There are those who project unconsciously and those who do so consciously.  Either way, it can effect how you feel about yourself, if done on a continual basis.  Well then, what can do you do to save yourself and reclaim your true reflection?  At the very foundation, you have to become aware of yourself.  The fancier word that the professionals use for this is: Individuation.  Individuation means pretty much what you think it means: finding out who YOU are, as an individual.

It is not nearly as easy as it sounds and will take much longer than one might think.  Maybe even a lifetime.  But, your mission, should you choose to accept it, is to find out what you are all about.  There are lists to be made, pros and cons to consider, feelings and beliefs to be scrutinized.  These are all the things that go into the care and keeping of you, especially when you have a loved one projecting all over you.

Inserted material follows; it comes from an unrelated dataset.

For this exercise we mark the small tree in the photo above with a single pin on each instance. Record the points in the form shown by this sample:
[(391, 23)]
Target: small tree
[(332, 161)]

As your friend, I would like to encourage you to crack open a journal (honestly, for less than five bucks you can find some really nice ones these days), grab a pencil or pen and start putting down on paper what you like, love and despise.  Compare it to what you’ve been told you like, love and despise.  The results may vary and be in complete contrast with what you really think or what you were told your thought you thunk.  Then, when presented with the strange and illusory fun house images of psychological projection in the future – you can have a better understanding that objects in that mirror are not exactly as they appear.

* * *

Don’t Take Anything Personally. Nothing others do is because of you. What others say and do is a projection of their own reality, their own dream. When you are immune to the opinions and actions of others, you won’t be the victim of needless suffering.” – Miguel Angel Ruiz

“Happiness is looking in a mirror and liking what you see.” – Anonymous

P.S. — If you’re not yet familiar with this marvelous emoticon:  O__o  Allow me to introduce to you the wonderful typed face of sheer confusion and/or disbelief.